1 The following SPSS code is to illustrate the WBL Success Rates Methodology - Fuzzy Data Matching. 2 This code illustrates one between year fuzzy match. This process is repeated for every between year gap. MATCH FILES /FILE='QSR_WBL_0203_prematch - resort.sav' /FILE='QSR_WBL_0102_prematch - resort.sav' /BY l01 L26 A15.
SELECT IF (sfl_0102 = 1 AND sfl_0203 = 1). SELECT IF (l03a <> l03b). SELECT IF (l26 <> ''). SORT CASES BY l01 l03a.
SAVE OUTFILE='0102 - 0203 Match 1.sav' /KEEP l01 l03a l03b a15 a26a a_aola a26b a_aolb /COMPRESSED. |
3 The process here is similar to Match 1, the only differences being the variables used to do the fuzzy matching and the additional criteria applied about start dates. The pre-match files have also been resorted to the different order required for this fuzzy match. MATCH FILES /FILE='QSR _WBL_0203_prematch - resort.sav' /FILE='QSR_WBL_0102_prematch - resort.sav' /BY L01 L11 A15 Matchv.

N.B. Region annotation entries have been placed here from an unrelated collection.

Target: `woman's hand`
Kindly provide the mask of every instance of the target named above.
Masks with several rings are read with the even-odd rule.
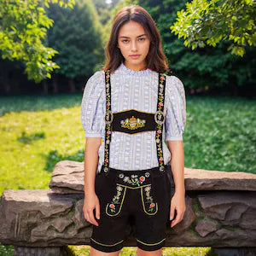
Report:
[[[96,209],[96,217],[100,218],[100,201],[95,192],[87,193],[84,196],[83,212],[85,219],[94,225],[98,226],[99,224],[94,218],[94,209]]]
[[[186,211],[185,197],[182,194],[175,193],[171,200],[170,220],[174,218],[174,211],[176,210],[176,218],[171,223],[171,228],[177,224],[183,218]]]

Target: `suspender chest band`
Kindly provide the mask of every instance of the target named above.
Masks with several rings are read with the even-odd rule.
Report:
[[[109,149],[112,131],[120,131],[129,134],[155,131],[155,143],[160,172],[165,172],[163,159],[162,133],[166,117],[164,114],[166,75],[159,73],[158,100],[156,112],[147,113],[136,109],[126,109],[116,113],[111,111],[111,84],[110,72],[105,72],[106,84],[106,114],[104,117],[105,152],[103,172],[109,172]]]

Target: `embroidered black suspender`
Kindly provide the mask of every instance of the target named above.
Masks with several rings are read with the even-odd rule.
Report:
[[[162,133],[166,117],[164,114],[166,76],[159,73],[157,111],[154,113],[137,111],[136,109],[126,109],[116,113],[111,111],[111,84],[110,72],[105,72],[106,84],[106,114],[105,114],[105,150],[103,172],[109,172],[109,149],[112,131],[120,131],[130,134],[155,131],[155,143],[159,169],[165,171]]]

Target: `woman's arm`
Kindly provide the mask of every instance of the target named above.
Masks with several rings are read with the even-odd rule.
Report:
[[[94,218],[93,210],[96,209],[96,216],[100,218],[99,200],[95,193],[95,178],[98,166],[98,149],[102,144],[102,137],[86,137],[84,152],[84,218],[90,223],[98,225]]]
[[[171,152],[171,167],[175,183],[175,193],[172,198],[170,219],[174,217],[174,210],[177,217],[172,222],[171,227],[182,221],[185,210],[185,185],[184,185],[184,149],[183,141],[167,141]]]
[[[95,177],[98,166],[98,150],[102,137],[87,137],[84,152],[84,195],[95,192]]]

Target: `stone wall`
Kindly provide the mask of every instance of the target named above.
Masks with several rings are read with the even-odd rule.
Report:
[[[65,255],[68,244],[90,243],[92,224],[82,211],[84,163],[57,163],[49,188],[6,189],[2,195],[0,241],[15,246],[16,255],[22,250],[24,255]],[[166,247],[256,255],[256,175],[185,168],[185,188],[186,212],[182,222],[167,229]],[[134,232],[127,226],[125,246],[136,246]]]

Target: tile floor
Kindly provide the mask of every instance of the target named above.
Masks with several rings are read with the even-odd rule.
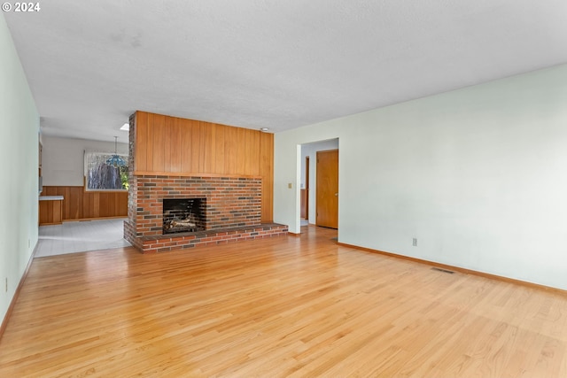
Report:
[[[108,250],[131,245],[124,239],[126,218],[40,226],[35,257]]]

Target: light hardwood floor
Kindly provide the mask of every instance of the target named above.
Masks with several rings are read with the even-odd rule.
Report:
[[[561,293],[306,231],[35,258],[0,376],[567,376]]]

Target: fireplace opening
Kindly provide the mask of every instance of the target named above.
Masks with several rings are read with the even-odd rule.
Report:
[[[163,200],[163,233],[204,231],[206,198]]]

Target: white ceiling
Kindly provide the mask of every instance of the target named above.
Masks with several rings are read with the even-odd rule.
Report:
[[[4,12],[44,135],[278,132],[567,62],[565,0],[49,0]]]

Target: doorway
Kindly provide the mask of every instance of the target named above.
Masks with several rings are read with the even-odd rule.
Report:
[[[338,150],[317,151],[315,224],[338,228]]]
[[[305,184],[301,188],[301,219],[309,220],[309,157],[305,157]]]

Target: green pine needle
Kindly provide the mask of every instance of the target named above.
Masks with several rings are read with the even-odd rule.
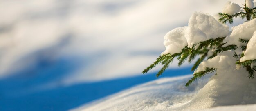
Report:
[[[186,86],[188,87],[191,84],[193,83],[194,81],[196,80],[198,78],[200,78],[202,76],[205,75],[206,74],[213,73],[214,72],[215,72],[217,69],[214,68],[209,68],[207,67],[205,68],[205,69],[204,71],[198,72],[196,73],[193,74],[193,77],[191,78],[186,83]]]

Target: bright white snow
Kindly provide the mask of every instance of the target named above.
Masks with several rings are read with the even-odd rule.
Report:
[[[239,42],[239,39],[250,40],[256,30],[256,19],[253,19],[237,26],[234,27],[232,28],[231,33],[224,40],[224,42],[228,41],[228,42],[222,47],[225,47],[229,45],[236,45],[238,48],[235,50],[236,52],[238,54],[241,53],[243,51],[240,47],[241,46],[245,45],[245,44]],[[249,47],[248,48],[249,48]]]
[[[240,47],[245,45],[239,42],[239,38],[250,40],[241,62],[256,58],[256,19],[233,27],[231,33],[228,29],[211,16],[195,13],[188,26],[175,29],[164,36],[166,49],[162,54],[179,52],[186,45],[191,47],[200,41],[227,36],[224,42],[227,43],[223,47],[237,45],[237,54],[241,54]],[[234,54],[233,51],[228,51],[204,61],[194,73],[207,67],[217,68],[216,72],[199,79],[188,87],[184,85],[190,75],[159,79],[74,110],[256,111],[256,80],[249,79],[245,68],[236,64]],[[223,106],[229,106],[218,107]]]
[[[196,12],[189,19],[188,26],[175,29],[164,36],[166,49],[162,54],[179,53],[185,46],[191,47],[201,41],[225,36],[229,32],[227,26],[211,16]]]
[[[240,10],[241,7],[239,5],[234,3],[231,3],[230,1],[228,1],[223,7],[222,12],[232,15]]]
[[[254,7],[254,4],[253,2],[254,0],[246,0],[245,4],[246,6],[249,8],[253,8]]]
[[[247,44],[246,50],[245,52],[244,56],[241,58],[240,62],[246,60],[256,59],[256,30],[254,31],[254,35],[250,39]]]
[[[248,80],[246,74],[241,74],[244,70],[225,74],[232,69],[213,75],[207,83],[209,77],[213,75],[209,75],[188,87],[184,85],[190,75],[158,79],[73,110],[200,111],[220,106],[256,103],[256,81]],[[226,106],[205,111],[231,111],[238,107],[244,108],[240,111],[248,111],[256,107],[256,105],[247,106]]]

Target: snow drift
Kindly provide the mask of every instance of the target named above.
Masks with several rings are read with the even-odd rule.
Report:
[[[188,26],[175,29],[164,37],[166,48],[162,54],[178,53],[185,46],[191,47],[200,42],[226,37],[224,42],[227,43],[222,47],[234,44],[238,48],[205,60],[194,72],[204,71],[207,67],[214,68],[217,69],[216,74],[213,73],[200,79],[189,87],[184,85],[190,76],[158,80],[76,110],[198,111],[222,106],[256,104],[256,80],[248,79],[245,68],[236,65],[238,60],[233,57],[234,52],[240,55],[243,53],[240,47],[245,43],[239,41],[242,38],[250,40],[240,62],[256,59],[256,19],[234,27],[230,31],[227,26],[220,24],[212,16],[195,13],[189,19]],[[249,109],[252,109],[256,105],[249,106]],[[247,111],[242,108],[243,107],[226,107],[209,111],[237,108],[241,109],[240,111]]]

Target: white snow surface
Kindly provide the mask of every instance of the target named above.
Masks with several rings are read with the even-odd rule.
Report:
[[[220,62],[229,59],[220,57],[216,58]],[[184,85],[191,75],[158,79],[72,110],[256,111],[256,104],[230,106],[256,103],[256,81],[248,79],[245,71],[234,68],[209,75],[188,87]],[[215,107],[222,106],[226,106]]]
[[[254,7],[254,4],[253,0],[246,0],[245,1],[245,4],[246,4],[246,6],[251,9]]]
[[[189,19],[188,26],[174,29],[164,36],[166,49],[162,55],[178,53],[185,46],[191,47],[201,41],[225,36],[230,32],[229,28],[211,15],[195,12]]]
[[[222,12],[233,15],[240,11],[241,7],[239,5],[228,1],[223,7]]]
[[[235,51],[237,54],[243,52],[240,48],[241,46],[246,45],[245,43],[239,42],[240,38],[250,40],[252,36],[254,31],[256,30],[256,19],[253,19],[249,21],[235,26],[232,28],[232,32],[224,40],[225,42],[228,42],[224,44],[222,47],[229,45],[235,44],[238,46]],[[247,47],[249,48],[249,47]]]
[[[244,56],[241,58],[240,62],[246,60],[256,59],[256,30],[254,31],[254,35],[250,39],[247,46],[246,50],[245,52]]]

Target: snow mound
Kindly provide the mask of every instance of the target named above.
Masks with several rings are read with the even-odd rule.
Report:
[[[218,62],[222,63],[231,59],[227,55],[228,54],[231,53],[223,53],[222,56],[213,59],[217,59]],[[218,70],[218,75],[213,75],[209,79],[209,76],[212,74],[198,80],[188,87],[184,84],[191,77],[191,75],[160,79],[74,110],[200,111],[218,106],[256,103],[256,81],[248,79],[247,75],[243,74],[246,73],[246,71],[234,70],[235,67],[230,67],[229,64],[231,64],[220,66],[220,67],[222,67],[226,70]],[[227,73],[230,71],[232,73]],[[252,106],[249,109],[255,107]],[[231,110],[234,108],[230,107],[229,109],[229,107],[209,111],[220,111],[218,110],[220,109]],[[239,111],[248,111],[246,109]]]
[[[254,31],[254,35],[250,39],[247,44],[247,47],[245,52],[245,56],[241,58],[240,61],[243,62],[246,60],[256,59],[256,31]]]
[[[253,2],[253,0],[246,0],[245,1],[245,4],[246,4],[246,6],[249,8],[253,8],[254,7],[254,4]]]
[[[225,47],[229,45],[235,44],[238,48],[235,51],[236,53],[241,53],[243,52],[240,48],[241,46],[245,44],[239,42],[239,39],[250,40],[254,32],[256,30],[256,19],[235,26],[232,28],[231,33],[224,40],[224,42],[227,43],[222,47]]]
[[[185,46],[191,47],[201,41],[225,36],[229,32],[227,26],[211,16],[195,12],[189,19],[188,26],[174,29],[164,36],[166,49],[162,54],[178,53]]]
[[[223,7],[222,12],[233,15],[240,11],[241,7],[239,5],[228,1]]]

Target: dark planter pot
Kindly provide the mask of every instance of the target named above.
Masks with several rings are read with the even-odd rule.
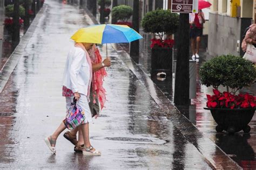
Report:
[[[228,133],[234,133],[242,130],[248,133],[251,127],[248,125],[254,114],[255,109],[220,109],[208,108],[218,125],[216,131],[221,132],[225,130]]]
[[[165,72],[166,77],[172,76],[172,48],[152,48],[151,49],[151,77],[158,73]]]

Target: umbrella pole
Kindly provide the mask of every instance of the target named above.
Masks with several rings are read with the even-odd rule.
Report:
[[[106,54],[107,54],[106,58],[107,58],[107,43],[106,43]]]

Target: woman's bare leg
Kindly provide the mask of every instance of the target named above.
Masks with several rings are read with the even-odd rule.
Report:
[[[82,124],[81,125],[81,129],[84,137],[84,147],[85,148],[89,147],[91,146],[89,138],[89,123]],[[93,148],[91,151],[93,152],[95,151],[95,149]]]
[[[191,51],[193,53],[193,55],[196,55],[195,52],[196,48],[196,38],[191,38]]]
[[[83,144],[84,144],[84,136],[83,136],[82,128],[81,127],[79,127],[79,130],[78,130],[78,141],[77,142],[77,145],[82,145]]]
[[[199,52],[200,41],[201,41],[201,39],[200,37],[197,37],[197,54],[198,54],[198,52]]]
[[[55,132],[54,132],[54,133],[52,133],[52,135],[51,135],[52,139],[56,141],[59,134],[60,134],[60,133],[62,132],[65,129],[66,126],[65,126],[65,124],[64,124],[63,122],[62,122],[62,123],[60,123],[60,124],[59,125],[59,127],[58,127],[58,128],[56,129]],[[53,147],[55,146],[55,144],[51,144],[51,145]]]

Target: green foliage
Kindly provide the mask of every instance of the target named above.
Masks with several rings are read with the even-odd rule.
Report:
[[[5,16],[8,17],[12,17],[14,15],[14,5],[8,5],[5,9]],[[25,9],[22,5],[19,5],[19,16],[23,17],[25,16]]]
[[[132,15],[132,8],[127,5],[118,5],[114,7],[112,10],[112,17],[116,20],[126,22]]]
[[[26,0],[19,0],[19,4],[25,4],[25,1]],[[28,1],[28,3],[29,4],[32,4],[32,3],[33,2],[33,0],[26,0]]]
[[[98,5],[100,6],[100,3],[102,3],[101,0],[98,1]],[[105,5],[106,6],[109,6],[111,5],[111,0],[105,0]]]
[[[165,34],[174,33],[179,26],[179,15],[170,10],[158,9],[147,12],[142,20],[142,27],[145,32]]]
[[[203,64],[199,75],[202,84],[216,89],[220,85],[226,86],[235,93],[251,86],[256,78],[256,69],[253,63],[240,56],[223,55]]]

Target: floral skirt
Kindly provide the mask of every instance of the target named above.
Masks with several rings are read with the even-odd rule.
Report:
[[[85,95],[79,93],[81,95],[79,100],[77,102],[77,104],[83,109],[84,111],[84,116],[85,119],[84,119],[83,123],[90,123],[92,121],[91,110],[89,108],[88,99],[87,96]],[[71,102],[74,98],[73,96],[71,97],[66,97],[66,108],[68,110],[71,104]],[[82,123],[83,124],[83,123]]]

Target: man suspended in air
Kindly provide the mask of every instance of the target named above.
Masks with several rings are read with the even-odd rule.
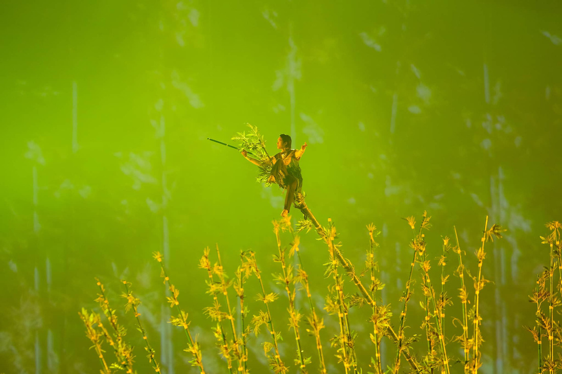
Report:
[[[273,164],[268,183],[277,183],[286,189],[287,195],[283,210],[281,212],[282,217],[287,216],[291,206],[294,201],[295,195],[301,193],[302,189],[302,176],[298,161],[306,149],[306,143],[305,142],[300,149],[292,149],[291,145],[291,136],[282,134],[277,139],[277,149],[280,149],[281,152],[273,157],[268,156],[267,158],[258,160],[249,157],[245,149],[241,152],[244,158],[260,168],[264,167],[264,162]]]

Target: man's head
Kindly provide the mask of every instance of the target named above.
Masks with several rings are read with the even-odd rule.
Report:
[[[282,134],[277,139],[277,149],[291,148],[291,136]]]

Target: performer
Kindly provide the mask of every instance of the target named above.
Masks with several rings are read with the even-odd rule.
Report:
[[[292,149],[291,145],[291,136],[282,134],[277,139],[277,149],[280,149],[281,152],[270,158],[270,161],[273,164],[273,166],[268,181],[270,183],[276,183],[287,190],[285,205],[281,212],[282,217],[287,216],[291,206],[294,201],[295,194],[300,193],[302,189],[302,176],[301,175],[298,161],[306,149],[306,142],[305,142],[300,149]],[[244,158],[252,163],[258,166],[262,166],[261,161],[248,157],[246,150],[243,150],[242,154]]]

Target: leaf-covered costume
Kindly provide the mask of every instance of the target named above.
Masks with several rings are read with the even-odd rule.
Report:
[[[296,149],[289,149],[279,152],[271,158],[274,165],[271,175],[275,177],[275,181],[281,187],[287,190],[284,207],[287,211],[291,209],[295,194],[301,193],[302,190],[302,175],[298,165],[300,157],[297,158],[296,152]]]

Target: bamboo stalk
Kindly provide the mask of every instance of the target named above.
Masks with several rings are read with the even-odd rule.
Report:
[[[464,351],[464,371],[469,370],[469,353],[468,349],[468,311],[466,308],[468,294],[466,288],[464,285],[464,265],[463,264],[463,257],[461,254],[460,243],[459,242],[459,235],[457,234],[456,227],[453,226],[455,230],[455,237],[457,242],[457,253],[459,254],[459,276],[461,280],[461,303],[463,304],[463,349]]]
[[[201,350],[199,348],[199,344],[197,342],[194,341],[191,336],[191,332],[189,331],[189,322],[187,322],[188,314],[180,309],[179,307],[179,302],[178,300],[178,295],[179,294],[179,290],[173,284],[170,282],[170,277],[168,276],[167,273],[166,272],[166,269],[164,268],[162,254],[160,252],[155,252],[153,254],[153,257],[160,264],[160,268],[162,271],[160,276],[164,279],[164,283],[168,286],[168,288],[171,291],[172,295],[166,297],[168,299],[168,302],[170,303],[170,308],[173,308],[175,306],[178,311],[178,317],[173,319],[170,322],[175,326],[180,326],[183,327],[183,330],[185,332],[185,336],[188,340],[188,349],[186,350],[193,354],[194,357],[193,361],[191,362],[191,363],[194,366],[197,366],[199,368],[201,374],[205,374],[205,371],[203,367],[203,358],[202,357]]]
[[[316,217],[315,217],[314,216],[312,215],[312,212],[310,211],[310,209],[309,208],[308,206],[306,205],[306,203],[305,202],[304,199],[301,198],[298,202],[298,204],[299,204],[298,206],[298,209],[300,210],[305,216],[307,217],[312,221],[312,224],[314,225],[314,227],[316,229],[316,232],[318,233],[318,235],[320,235],[321,238],[324,239],[324,241],[328,244],[328,247],[331,249],[331,248],[330,247],[332,247],[332,245],[330,243],[328,242],[327,234],[325,232],[324,229],[323,229],[322,226],[318,222],[318,220],[316,220]],[[369,294],[369,293],[365,288],[365,286],[362,285],[362,284],[361,284],[361,281],[359,280],[357,275],[355,274],[353,268],[349,264],[347,261],[346,261],[346,259],[343,258],[343,257],[342,256],[342,254],[339,250],[336,249],[336,250],[334,252],[336,255],[336,258],[339,262],[340,264],[341,264],[342,266],[343,267],[343,268],[345,269],[346,272],[347,273],[348,276],[351,278],[353,284],[359,289],[359,291],[361,293],[361,295],[365,298],[365,300],[367,302],[367,303],[369,305],[371,305],[372,307],[372,305],[374,304],[374,302],[373,300],[373,299],[371,298],[371,296]],[[393,341],[395,342],[395,344],[397,345],[398,337],[398,335],[396,334],[396,332],[394,331],[392,327],[390,326],[388,326],[388,331],[390,331],[391,334],[392,334],[392,339],[393,339]],[[415,362],[415,361],[414,361],[414,358],[412,358],[409,352],[408,352],[407,350],[404,350],[402,351],[402,353],[404,355],[404,358],[406,358],[406,361],[410,364],[410,366],[411,367],[412,369],[413,369],[414,371],[419,371],[420,368],[418,363]]]
[[[289,221],[290,226],[290,221]],[[287,295],[289,299],[289,326],[292,327],[294,332],[294,340],[297,343],[297,352],[298,355],[298,365],[301,371],[305,371],[306,364],[304,358],[302,357],[302,348],[301,346],[301,335],[298,330],[298,318],[297,317],[297,311],[294,308],[294,296],[295,292],[292,294],[289,288],[289,284],[292,279],[292,270],[289,267],[287,269],[285,263],[285,252],[281,249],[281,239],[279,236],[280,223],[277,221],[273,221],[273,231],[275,234],[275,239],[277,241],[277,249],[279,252],[279,262],[281,263],[281,268],[283,270],[283,279],[279,280],[285,288]]]
[[[259,281],[260,286],[261,288],[262,298],[264,300],[264,303],[265,304],[265,308],[267,311],[268,323],[266,325],[273,339],[273,346],[275,349],[275,353],[274,361],[279,368],[285,368],[285,365],[281,359],[281,355],[279,354],[279,346],[277,344],[277,333],[275,332],[275,327],[273,326],[273,320],[271,318],[271,313],[269,310],[269,305],[268,305],[268,303],[267,302],[267,300],[266,299],[265,288],[264,287],[264,282],[261,279],[260,270],[257,268],[257,261],[256,259],[255,253],[253,252],[250,252],[250,257],[252,259],[251,264],[253,268],[254,273],[256,275],[256,276]]]
[[[374,337],[374,341],[373,343],[375,345],[375,374],[382,374],[382,363],[381,363],[380,359],[380,339],[379,337],[379,331],[378,327],[377,327],[377,319],[376,318],[377,312],[377,299],[375,297],[375,293],[377,293],[378,285],[375,283],[375,256],[374,247],[375,245],[374,238],[373,237],[373,232],[376,229],[376,227],[373,224],[367,226],[367,230],[369,230],[369,258],[368,259],[367,267],[369,268],[371,273],[371,298],[373,299],[373,305],[372,307],[372,314],[371,319],[373,324],[373,336]]]
[[[475,300],[474,302],[474,305],[475,305],[475,312],[474,314],[474,341],[473,345],[473,352],[474,352],[474,364],[472,368],[472,372],[473,374],[476,374],[478,371],[478,333],[479,332],[479,327],[480,327],[480,314],[479,313],[479,308],[480,306],[480,290],[481,289],[481,279],[482,273],[482,263],[484,261],[484,243],[486,242],[486,232],[488,231],[488,216],[486,216],[486,222],[484,225],[484,234],[482,235],[482,245],[480,250],[478,251],[477,255],[478,258],[478,277],[477,279],[477,281],[476,282],[476,290],[474,292],[475,295],[474,297]],[[551,285],[552,283],[551,282]]]
[[[144,343],[146,345],[145,349],[147,352],[148,352],[148,362],[152,366],[152,368],[154,369],[154,371],[157,373],[160,372],[160,366],[156,361],[156,352],[152,347],[151,346],[150,344],[148,343],[148,338],[146,336],[146,331],[144,328],[143,327],[142,323],[140,322],[140,318],[139,317],[140,316],[140,313],[138,312],[138,305],[140,303],[140,301],[134,297],[133,295],[133,293],[129,288],[129,282],[126,281],[123,281],[123,284],[125,285],[125,290],[126,293],[123,296],[127,299],[127,305],[125,307],[125,312],[132,307],[133,311],[134,312],[135,318],[137,320],[137,324],[138,325],[139,330],[142,334],[143,340],[144,341]]]

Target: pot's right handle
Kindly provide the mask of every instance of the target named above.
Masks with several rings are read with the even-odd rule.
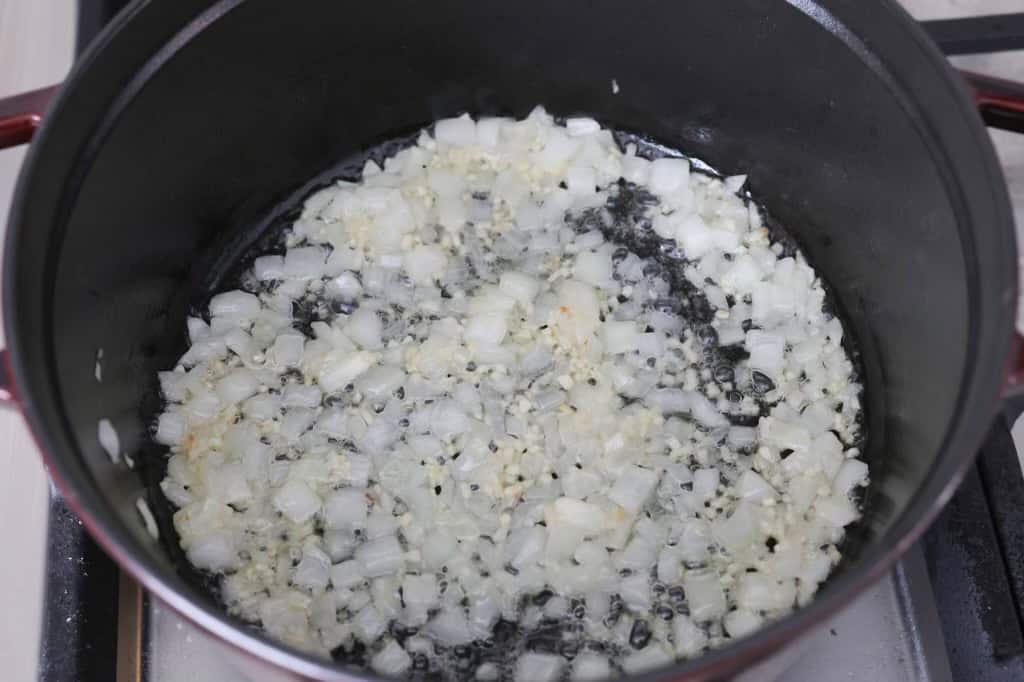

SELECT IF (sfl_0102 = 1 AND sfl_0203 = 1). SELECT IF (l03a <> l03b). SELECT IF (XDATE.QUARTER(a27a) = XDATE.QUARTER(a27b)). SELECT IF (XDATE.YEAR(a27a) = XDATE.YEAR(a27b)). SELECT IF (a27a < DATE.DMY(01,08,2002) AND a27b < DATE.DMY(01,08,2002)). SORT CASES BY l01 l03a.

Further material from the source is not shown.